Another sign of a paradigm shift is the appearance of members of Russian radical nationalist groups such as Russian National Unity among the leaders of separatist groups in eastern Ukraine, as political scientist Anton Shekhovtsov wrote in the April 28 issue of Open Democracy. These figures have had a very testy relationship with the government over the past two decades — sometimes favored by certain circles within the Kremlin but often suppressed. To see them playing a leading role on the front lines of Russian foreign policy is surely not accidental and represents a new and disturbing development. The fact that similar groups are operating on the Ukrainian side has just multiplied the potential for an explosive escalation of violence.
It is hard to say what exactly are the steps that the Ukrainian government could take to satisfy the new nationalist paradigm coming out of Moscow.

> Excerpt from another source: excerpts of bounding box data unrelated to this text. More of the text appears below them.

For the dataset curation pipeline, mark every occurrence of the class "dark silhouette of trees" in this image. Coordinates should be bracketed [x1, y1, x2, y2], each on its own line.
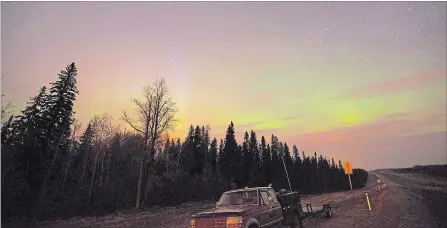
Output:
[1, 63, 368, 224]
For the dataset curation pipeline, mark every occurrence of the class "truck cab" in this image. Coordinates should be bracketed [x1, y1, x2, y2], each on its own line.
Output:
[190, 187, 283, 228]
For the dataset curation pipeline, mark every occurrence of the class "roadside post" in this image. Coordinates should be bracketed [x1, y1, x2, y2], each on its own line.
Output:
[343, 162, 352, 191]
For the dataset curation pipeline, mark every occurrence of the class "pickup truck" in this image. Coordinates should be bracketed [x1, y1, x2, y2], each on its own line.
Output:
[190, 187, 303, 228]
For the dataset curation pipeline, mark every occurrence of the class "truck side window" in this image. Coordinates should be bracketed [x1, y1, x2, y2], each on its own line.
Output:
[259, 191, 269, 205]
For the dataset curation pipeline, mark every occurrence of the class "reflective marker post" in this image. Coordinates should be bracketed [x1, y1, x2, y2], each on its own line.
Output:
[348, 174, 352, 191]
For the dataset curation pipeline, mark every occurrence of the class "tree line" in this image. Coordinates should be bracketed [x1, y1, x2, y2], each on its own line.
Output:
[1, 63, 368, 224]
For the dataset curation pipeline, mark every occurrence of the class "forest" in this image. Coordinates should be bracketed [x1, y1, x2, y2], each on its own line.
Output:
[1, 63, 368, 223]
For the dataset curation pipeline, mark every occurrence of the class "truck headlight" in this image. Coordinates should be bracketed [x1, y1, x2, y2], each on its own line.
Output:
[227, 216, 242, 228]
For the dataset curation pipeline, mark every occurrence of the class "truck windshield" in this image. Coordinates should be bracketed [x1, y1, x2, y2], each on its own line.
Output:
[217, 190, 259, 206]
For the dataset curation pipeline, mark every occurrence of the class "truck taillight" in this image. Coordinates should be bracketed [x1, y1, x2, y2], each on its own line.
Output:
[227, 216, 242, 228]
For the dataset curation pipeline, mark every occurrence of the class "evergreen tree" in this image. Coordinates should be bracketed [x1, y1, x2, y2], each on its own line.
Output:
[242, 131, 253, 186]
[220, 121, 243, 186]
[248, 131, 262, 186]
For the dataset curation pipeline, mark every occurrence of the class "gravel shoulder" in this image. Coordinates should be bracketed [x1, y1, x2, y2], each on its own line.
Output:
[29, 171, 447, 228]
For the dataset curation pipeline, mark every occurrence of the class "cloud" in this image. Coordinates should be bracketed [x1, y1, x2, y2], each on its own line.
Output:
[281, 110, 447, 169]
[344, 72, 446, 97]
[212, 115, 301, 130]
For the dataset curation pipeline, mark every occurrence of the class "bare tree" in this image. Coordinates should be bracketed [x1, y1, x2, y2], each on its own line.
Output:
[123, 78, 177, 209]
[0, 74, 14, 124]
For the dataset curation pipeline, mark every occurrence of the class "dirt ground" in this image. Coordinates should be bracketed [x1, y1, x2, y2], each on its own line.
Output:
[32, 170, 447, 228]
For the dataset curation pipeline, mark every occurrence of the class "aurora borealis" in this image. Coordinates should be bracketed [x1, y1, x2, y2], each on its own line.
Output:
[1, 2, 447, 169]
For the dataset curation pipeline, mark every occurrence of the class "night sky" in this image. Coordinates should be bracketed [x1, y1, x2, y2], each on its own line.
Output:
[1, 2, 447, 169]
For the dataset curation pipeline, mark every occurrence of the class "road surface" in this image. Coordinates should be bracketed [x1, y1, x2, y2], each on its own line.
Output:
[32, 171, 447, 228]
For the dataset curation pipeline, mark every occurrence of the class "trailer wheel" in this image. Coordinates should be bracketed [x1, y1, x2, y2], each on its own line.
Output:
[289, 220, 303, 228]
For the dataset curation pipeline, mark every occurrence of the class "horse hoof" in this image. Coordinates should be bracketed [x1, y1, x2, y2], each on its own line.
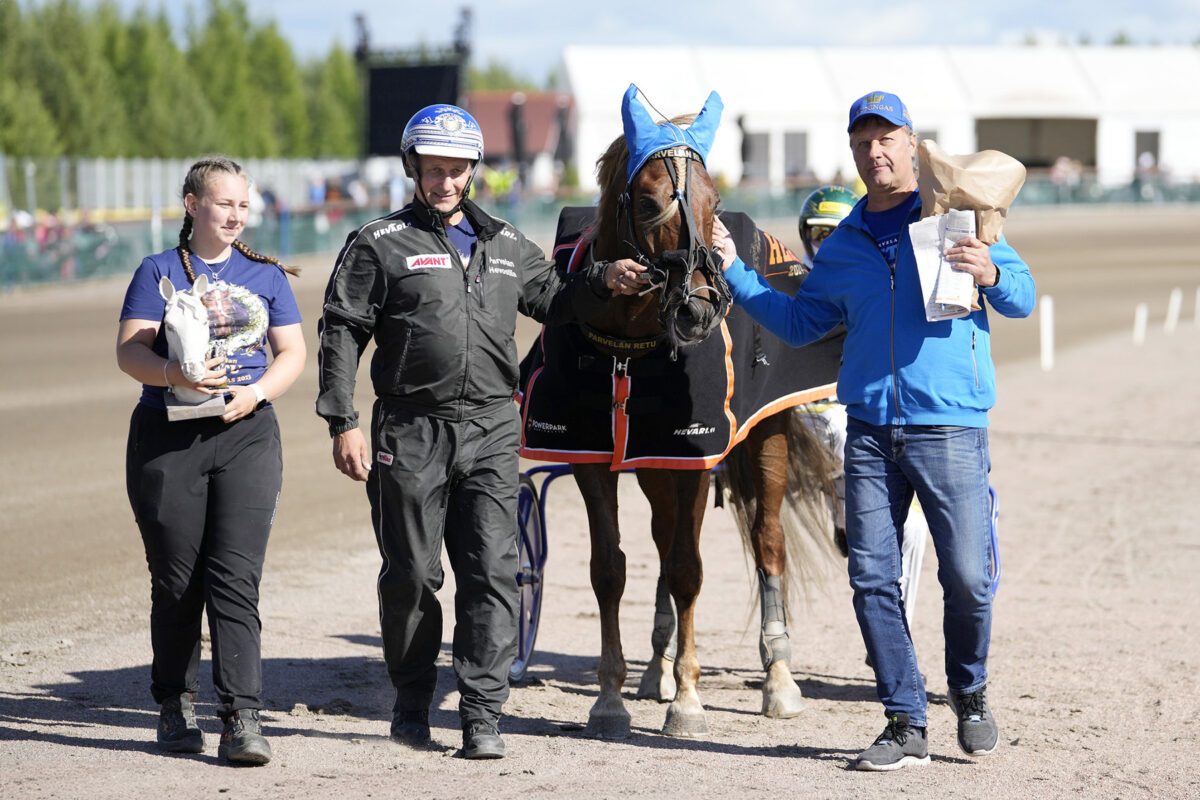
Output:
[662, 704, 708, 739]
[762, 661, 804, 720]
[637, 662, 676, 703]
[583, 712, 630, 739]
[762, 688, 804, 720]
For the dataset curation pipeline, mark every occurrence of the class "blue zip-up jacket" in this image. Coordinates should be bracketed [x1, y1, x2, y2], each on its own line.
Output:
[725, 198, 1036, 428]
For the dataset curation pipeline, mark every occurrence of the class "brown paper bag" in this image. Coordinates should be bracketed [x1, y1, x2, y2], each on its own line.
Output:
[917, 139, 1025, 245]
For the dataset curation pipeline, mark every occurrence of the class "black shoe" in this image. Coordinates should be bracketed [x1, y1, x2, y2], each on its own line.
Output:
[833, 525, 850, 558]
[949, 686, 1000, 756]
[854, 714, 929, 772]
[217, 709, 271, 764]
[462, 720, 504, 758]
[391, 710, 431, 747]
[158, 692, 204, 753]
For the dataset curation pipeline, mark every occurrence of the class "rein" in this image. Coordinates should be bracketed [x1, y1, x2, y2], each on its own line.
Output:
[617, 148, 732, 361]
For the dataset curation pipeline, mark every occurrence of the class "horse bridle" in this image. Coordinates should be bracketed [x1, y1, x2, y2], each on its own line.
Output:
[617, 148, 732, 361]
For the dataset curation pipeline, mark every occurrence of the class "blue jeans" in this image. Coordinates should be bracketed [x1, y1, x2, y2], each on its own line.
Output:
[846, 417, 991, 726]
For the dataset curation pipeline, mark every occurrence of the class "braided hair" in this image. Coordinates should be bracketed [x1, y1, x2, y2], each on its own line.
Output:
[178, 156, 300, 283]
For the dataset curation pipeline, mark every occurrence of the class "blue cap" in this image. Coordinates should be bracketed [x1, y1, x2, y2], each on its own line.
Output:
[846, 91, 913, 133]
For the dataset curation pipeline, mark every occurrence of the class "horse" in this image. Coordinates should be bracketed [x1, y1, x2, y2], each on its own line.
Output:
[158, 275, 212, 404]
[522, 88, 832, 739]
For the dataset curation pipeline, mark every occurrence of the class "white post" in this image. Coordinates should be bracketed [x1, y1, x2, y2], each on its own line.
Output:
[1133, 302, 1148, 344]
[1038, 295, 1054, 372]
[1163, 287, 1183, 333]
[150, 186, 162, 253]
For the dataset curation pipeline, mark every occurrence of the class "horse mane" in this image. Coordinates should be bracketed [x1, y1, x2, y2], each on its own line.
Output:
[587, 114, 696, 260]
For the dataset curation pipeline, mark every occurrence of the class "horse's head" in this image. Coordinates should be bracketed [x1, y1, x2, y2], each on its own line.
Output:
[158, 275, 209, 381]
[585, 86, 730, 357]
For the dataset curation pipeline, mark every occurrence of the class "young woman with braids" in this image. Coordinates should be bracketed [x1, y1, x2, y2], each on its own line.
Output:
[116, 157, 305, 764]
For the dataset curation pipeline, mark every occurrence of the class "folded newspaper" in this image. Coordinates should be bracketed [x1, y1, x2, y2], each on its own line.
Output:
[908, 209, 979, 323]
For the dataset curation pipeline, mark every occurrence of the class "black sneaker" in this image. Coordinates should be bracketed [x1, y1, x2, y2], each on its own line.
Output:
[462, 720, 504, 758]
[158, 692, 204, 753]
[217, 709, 271, 764]
[391, 710, 431, 747]
[948, 686, 1000, 756]
[854, 714, 929, 772]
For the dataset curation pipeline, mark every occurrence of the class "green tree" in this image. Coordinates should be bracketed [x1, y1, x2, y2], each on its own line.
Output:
[0, 74, 65, 156]
[106, 8, 221, 158]
[26, 0, 130, 157]
[306, 42, 364, 157]
[187, 0, 267, 157]
[250, 23, 312, 157]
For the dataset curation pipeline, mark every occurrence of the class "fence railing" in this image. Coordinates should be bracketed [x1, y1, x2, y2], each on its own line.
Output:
[0, 160, 1200, 290]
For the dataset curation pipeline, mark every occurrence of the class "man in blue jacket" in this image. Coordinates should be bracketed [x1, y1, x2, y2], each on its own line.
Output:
[714, 92, 1036, 770]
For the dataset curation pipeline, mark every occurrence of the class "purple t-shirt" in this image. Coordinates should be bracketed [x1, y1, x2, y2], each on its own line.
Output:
[121, 249, 300, 408]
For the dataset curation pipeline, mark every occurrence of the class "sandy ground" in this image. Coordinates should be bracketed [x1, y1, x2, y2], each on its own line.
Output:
[7, 210, 1200, 799]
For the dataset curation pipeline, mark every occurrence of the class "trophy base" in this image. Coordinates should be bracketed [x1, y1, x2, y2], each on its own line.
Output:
[164, 392, 224, 422]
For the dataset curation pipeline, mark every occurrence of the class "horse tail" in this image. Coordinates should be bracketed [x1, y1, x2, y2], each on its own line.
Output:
[719, 409, 845, 601]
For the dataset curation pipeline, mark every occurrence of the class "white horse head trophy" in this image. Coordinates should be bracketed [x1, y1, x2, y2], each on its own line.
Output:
[158, 275, 224, 419]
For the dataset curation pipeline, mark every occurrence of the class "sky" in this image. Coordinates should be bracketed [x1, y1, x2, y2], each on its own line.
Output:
[87, 0, 1200, 84]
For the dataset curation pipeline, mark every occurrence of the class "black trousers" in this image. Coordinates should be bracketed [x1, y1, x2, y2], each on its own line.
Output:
[125, 404, 283, 715]
[367, 401, 521, 722]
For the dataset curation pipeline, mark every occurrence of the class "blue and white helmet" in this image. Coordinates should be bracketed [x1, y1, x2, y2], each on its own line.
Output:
[400, 103, 484, 166]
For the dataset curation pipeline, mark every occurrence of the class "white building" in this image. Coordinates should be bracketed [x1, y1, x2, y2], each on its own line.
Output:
[563, 46, 1200, 192]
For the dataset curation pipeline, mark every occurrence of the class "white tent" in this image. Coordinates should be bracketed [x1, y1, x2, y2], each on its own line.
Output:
[563, 46, 1200, 192]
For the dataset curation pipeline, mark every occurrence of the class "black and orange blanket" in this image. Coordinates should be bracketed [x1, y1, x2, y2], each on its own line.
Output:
[521, 207, 844, 470]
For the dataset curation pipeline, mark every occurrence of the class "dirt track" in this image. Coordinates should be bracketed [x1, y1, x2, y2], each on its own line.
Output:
[0, 209, 1200, 798]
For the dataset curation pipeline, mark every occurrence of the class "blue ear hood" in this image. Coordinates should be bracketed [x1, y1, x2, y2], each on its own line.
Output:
[620, 84, 725, 186]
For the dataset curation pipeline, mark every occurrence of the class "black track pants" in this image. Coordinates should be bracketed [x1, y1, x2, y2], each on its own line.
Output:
[125, 404, 283, 714]
[367, 401, 521, 722]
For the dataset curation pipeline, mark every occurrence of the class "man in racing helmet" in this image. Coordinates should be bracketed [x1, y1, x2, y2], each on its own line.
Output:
[317, 104, 641, 758]
[800, 185, 858, 266]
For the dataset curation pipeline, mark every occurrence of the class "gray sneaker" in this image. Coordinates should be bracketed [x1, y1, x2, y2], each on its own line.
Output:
[854, 714, 929, 772]
[158, 692, 204, 753]
[217, 709, 271, 764]
[462, 720, 504, 758]
[391, 709, 433, 748]
[948, 686, 1000, 756]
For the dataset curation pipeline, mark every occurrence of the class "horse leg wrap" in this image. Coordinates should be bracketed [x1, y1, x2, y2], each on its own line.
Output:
[650, 575, 678, 661]
[757, 567, 792, 669]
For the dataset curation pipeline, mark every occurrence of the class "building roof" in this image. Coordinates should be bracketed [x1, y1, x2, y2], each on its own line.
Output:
[466, 90, 575, 161]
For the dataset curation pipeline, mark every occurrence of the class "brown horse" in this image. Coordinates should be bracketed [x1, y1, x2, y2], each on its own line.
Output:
[535, 92, 827, 738]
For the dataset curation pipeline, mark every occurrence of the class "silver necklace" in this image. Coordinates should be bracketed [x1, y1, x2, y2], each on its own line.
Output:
[200, 247, 233, 283]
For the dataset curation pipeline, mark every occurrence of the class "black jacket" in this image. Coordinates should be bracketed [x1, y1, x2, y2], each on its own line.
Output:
[317, 200, 611, 435]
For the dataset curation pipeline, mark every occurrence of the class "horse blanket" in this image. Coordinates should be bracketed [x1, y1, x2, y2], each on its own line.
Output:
[521, 207, 845, 470]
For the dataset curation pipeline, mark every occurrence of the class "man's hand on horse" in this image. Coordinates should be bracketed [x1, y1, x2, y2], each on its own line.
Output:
[713, 216, 738, 271]
[334, 428, 371, 481]
[604, 258, 647, 294]
[946, 236, 1000, 288]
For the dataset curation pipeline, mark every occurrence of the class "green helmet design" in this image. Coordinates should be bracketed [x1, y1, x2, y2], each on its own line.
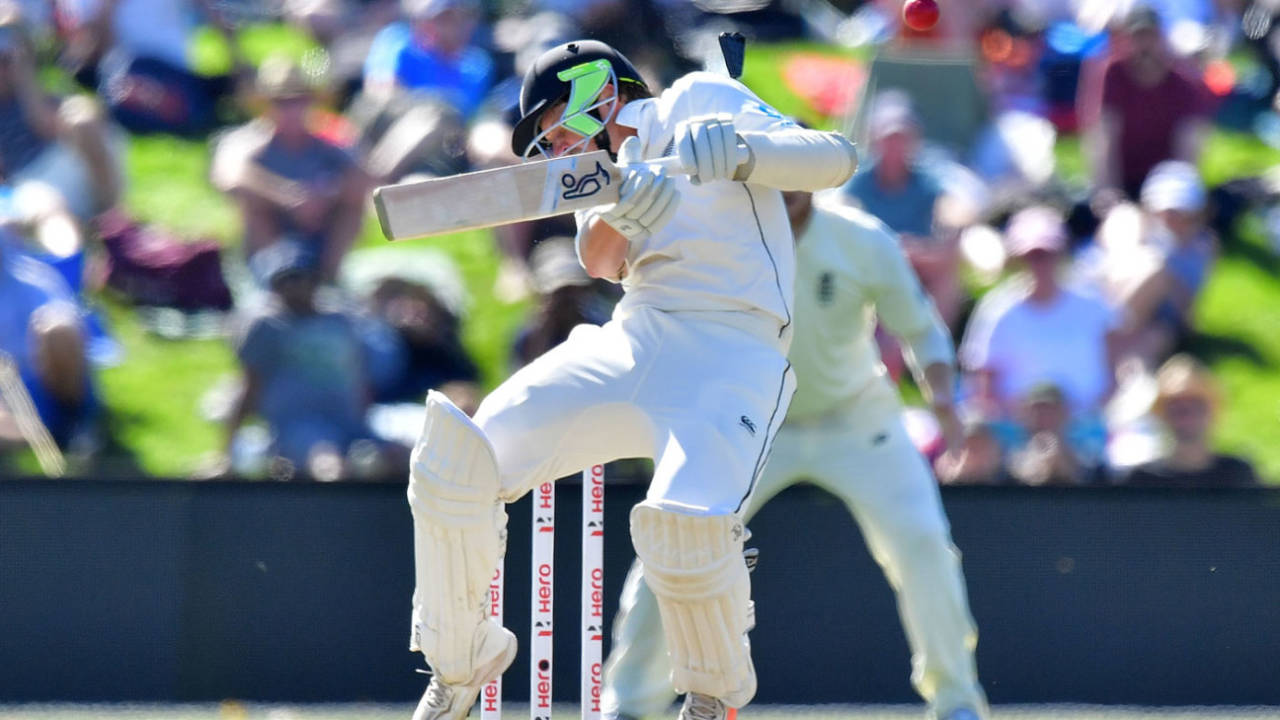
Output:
[511, 40, 645, 158]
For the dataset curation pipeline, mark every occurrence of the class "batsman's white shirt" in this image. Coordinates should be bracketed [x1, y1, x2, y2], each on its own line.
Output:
[603, 199, 986, 717]
[475, 73, 795, 514]
[583, 73, 795, 333]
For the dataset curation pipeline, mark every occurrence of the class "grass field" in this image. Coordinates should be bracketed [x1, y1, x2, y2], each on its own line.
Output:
[0, 702, 1280, 720]
[87, 33, 1280, 483]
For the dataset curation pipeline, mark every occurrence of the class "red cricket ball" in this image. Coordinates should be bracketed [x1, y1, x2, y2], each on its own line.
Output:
[902, 0, 938, 32]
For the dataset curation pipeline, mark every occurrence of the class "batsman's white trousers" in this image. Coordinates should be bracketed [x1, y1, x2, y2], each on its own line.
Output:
[603, 371, 987, 717]
[475, 306, 795, 515]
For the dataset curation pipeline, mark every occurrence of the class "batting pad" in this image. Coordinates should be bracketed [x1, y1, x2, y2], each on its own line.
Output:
[408, 391, 507, 684]
[631, 503, 755, 707]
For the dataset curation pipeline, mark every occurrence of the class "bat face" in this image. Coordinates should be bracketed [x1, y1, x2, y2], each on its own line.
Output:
[374, 150, 621, 240]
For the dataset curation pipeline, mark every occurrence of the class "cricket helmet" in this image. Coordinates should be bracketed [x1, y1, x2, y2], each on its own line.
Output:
[511, 40, 646, 158]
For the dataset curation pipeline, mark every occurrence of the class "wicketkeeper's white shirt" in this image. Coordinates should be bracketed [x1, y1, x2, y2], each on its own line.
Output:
[787, 202, 955, 420]
[580, 72, 795, 350]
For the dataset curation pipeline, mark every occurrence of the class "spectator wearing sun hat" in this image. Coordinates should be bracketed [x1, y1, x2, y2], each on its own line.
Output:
[959, 206, 1116, 436]
[211, 56, 371, 282]
[1137, 160, 1217, 368]
[1128, 355, 1258, 487]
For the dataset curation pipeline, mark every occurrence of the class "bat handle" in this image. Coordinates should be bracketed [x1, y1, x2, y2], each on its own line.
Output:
[644, 143, 751, 176]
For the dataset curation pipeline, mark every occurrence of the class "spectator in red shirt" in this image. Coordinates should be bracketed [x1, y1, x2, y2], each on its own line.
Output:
[1080, 5, 1211, 199]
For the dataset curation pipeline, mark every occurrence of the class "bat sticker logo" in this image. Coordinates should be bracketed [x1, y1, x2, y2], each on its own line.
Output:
[561, 163, 611, 200]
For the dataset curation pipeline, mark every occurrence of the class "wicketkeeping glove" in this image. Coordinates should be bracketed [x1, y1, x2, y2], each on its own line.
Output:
[676, 113, 737, 184]
[590, 137, 680, 241]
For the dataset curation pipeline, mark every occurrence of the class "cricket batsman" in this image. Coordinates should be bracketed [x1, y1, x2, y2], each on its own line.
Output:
[602, 192, 987, 720]
[408, 40, 858, 720]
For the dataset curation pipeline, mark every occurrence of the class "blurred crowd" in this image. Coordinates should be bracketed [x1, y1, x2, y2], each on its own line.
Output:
[0, 0, 1280, 486]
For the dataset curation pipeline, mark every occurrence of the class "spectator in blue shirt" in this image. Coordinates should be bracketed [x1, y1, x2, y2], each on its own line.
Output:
[844, 90, 964, 331]
[845, 90, 942, 238]
[365, 0, 494, 118]
[227, 238, 388, 480]
[0, 237, 96, 448]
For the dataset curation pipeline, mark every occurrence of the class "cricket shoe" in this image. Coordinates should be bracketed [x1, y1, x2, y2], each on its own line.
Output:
[413, 628, 516, 720]
[677, 693, 737, 720]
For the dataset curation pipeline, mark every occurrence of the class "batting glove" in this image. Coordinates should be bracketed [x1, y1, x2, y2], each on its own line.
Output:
[595, 137, 680, 241]
[676, 113, 737, 184]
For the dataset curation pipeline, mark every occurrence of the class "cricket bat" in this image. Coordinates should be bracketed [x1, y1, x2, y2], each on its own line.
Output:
[374, 33, 750, 240]
[374, 150, 681, 240]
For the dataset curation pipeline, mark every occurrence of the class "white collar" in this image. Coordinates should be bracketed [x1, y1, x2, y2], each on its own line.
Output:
[614, 97, 654, 129]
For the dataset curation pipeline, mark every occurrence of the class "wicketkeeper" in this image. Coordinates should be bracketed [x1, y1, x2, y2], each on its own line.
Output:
[408, 40, 858, 720]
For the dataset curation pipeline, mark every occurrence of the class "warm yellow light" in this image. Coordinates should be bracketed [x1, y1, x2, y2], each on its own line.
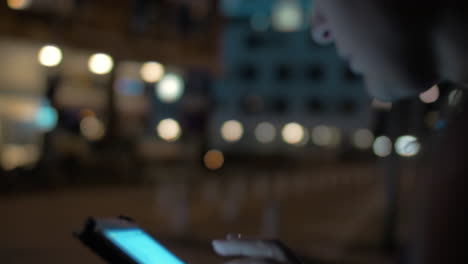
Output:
[353, 129, 374, 149]
[156, 73, 184, 103]
[37, 45, 63, 67]
[156, 118, 182, 142]
[372, 136, 392, 158]
[281, 123, 305, 145]
[221, 120, 244, 142]
[203, 150, 224, 170]
[88, 53, 114, 75]
[255, 122, 276, 144]
[80, 115, 105, 141]
[419, 85, 440, 104]
[140, 61, 164, 83]
[395, 135, 421, 157]
[7, 0, 32, 10]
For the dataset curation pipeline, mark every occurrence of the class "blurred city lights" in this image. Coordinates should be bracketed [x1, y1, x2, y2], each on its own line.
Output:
[221, 120, 244, 142]
[1, 144, 40, 170]
[353, 129, 374, 149]
[80, 115, 105, 141]
[312, 126, 341, 147]
[140, 61, 164, 83]
[37, 45, 63, 67]
[419, 85, 440, 104]
[281, 123, 305, 145]
[395, 135, 421, 157]
[35, 103, 58, 132]
[448, 90, 463, 106]
[203, 150, 224, 170]
[372, 99, 393, 111]
[156, 73, 184, 103]
[272, 0, 304, 32]
[424, 111, 440, 128]
[7, 0, 32, 10]
[250, 13, 270, 32]
[80, 109, 96, 119]
[88, 53, 114, 75]
[255, 122, 276, 144]
[156, 118, 182, 142]
[372, 136, 392, 158]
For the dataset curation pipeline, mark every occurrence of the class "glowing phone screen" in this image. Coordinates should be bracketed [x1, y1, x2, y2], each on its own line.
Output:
[104, 228, 185, 264]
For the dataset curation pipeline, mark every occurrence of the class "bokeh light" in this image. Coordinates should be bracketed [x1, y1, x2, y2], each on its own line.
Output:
[7, 0, 32, 10]
[203, 150, 224, 170]
[255, 122, 276, 144]
[35, 103, 58, 132]
[37, 45, 63, 67]
[312, 125, 341, 147]
[281, 123, 305, 145]
[353, 129, 374, 149]
[221, 120, 244, 142]
[80, 115, 106, 141]
[140, 61, 164, 83]
[372, 136, 392, 158]
[419, 85, 440, 104]
[1, 144, 40, 170]
[88, 53, 114, 75]
[395, 135, 421, 157]
[156, 73, 184, 103]
[424, 111, 440, 128]
[156, 118, 182, 142]
[272, 0, 304, 32]
[250, 13, 270, 32]
[448, 90, 463, 106]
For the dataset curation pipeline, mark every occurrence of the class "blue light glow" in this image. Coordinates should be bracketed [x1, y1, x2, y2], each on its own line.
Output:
[104, 228, 184, 264]
[35, 103, 58, 132]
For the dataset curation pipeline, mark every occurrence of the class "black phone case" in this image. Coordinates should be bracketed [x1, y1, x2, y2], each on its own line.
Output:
[73, 216, 138, 264]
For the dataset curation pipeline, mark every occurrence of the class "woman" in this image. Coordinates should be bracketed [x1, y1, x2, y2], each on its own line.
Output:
[213, 0, 468, 264]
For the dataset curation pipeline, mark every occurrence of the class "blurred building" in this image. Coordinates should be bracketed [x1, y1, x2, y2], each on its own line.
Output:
[209, 0, 372, 160]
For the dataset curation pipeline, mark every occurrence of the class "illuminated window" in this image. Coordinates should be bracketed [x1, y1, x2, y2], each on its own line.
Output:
[156, 73, 185, 103]
[372, 136, 392, 158]
[140, 61, 164, 83]
[281, 123, 306, 145]
[221, 120, 244, 142]
[395, 135, 421, 157]
[203, 150, 224, 170]
[38, 45, 62, 67]
[88, 53, 114, 75]
[255, 122, 276, 144]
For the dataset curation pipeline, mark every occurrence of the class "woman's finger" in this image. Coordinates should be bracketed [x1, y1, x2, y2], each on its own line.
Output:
[213, 239, 287, 262]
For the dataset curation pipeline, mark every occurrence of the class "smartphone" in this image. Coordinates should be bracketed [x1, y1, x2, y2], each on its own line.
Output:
[74, 217, 186, 264]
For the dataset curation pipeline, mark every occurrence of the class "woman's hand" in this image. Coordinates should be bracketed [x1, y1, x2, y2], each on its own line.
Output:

In practice, Ukrainian nationalists had been unable to enforce a Ukrainianization program on Russian speakers in eastern Ukraine. Merely abstaining from changing the linguistic status quo may not be enough to satisfy the self-appointed leaders in eastern and southern Ukraine, who are also demanding a new federalist model. In the absence of a reliable court system and rule of law, there is a risk that an attempt to introduce federalism would be a recipe for endless squabbling and political polarization.
Western policy makers were already unhappy when they were trying to deal with Russia operating within the realist paradigm. They are now in for an unpleasant surprise. The new nationalist Russia will mean a far more unpredictable and conflict-ridden zone in the countries bordering Russia — unless, that is, diplomacy prevails and these disturbing developments are rolled back.
Peter Rutland is a professor of government at Wesleyan University, Connecticut, and is currently a visiting scholar at the University of York, England.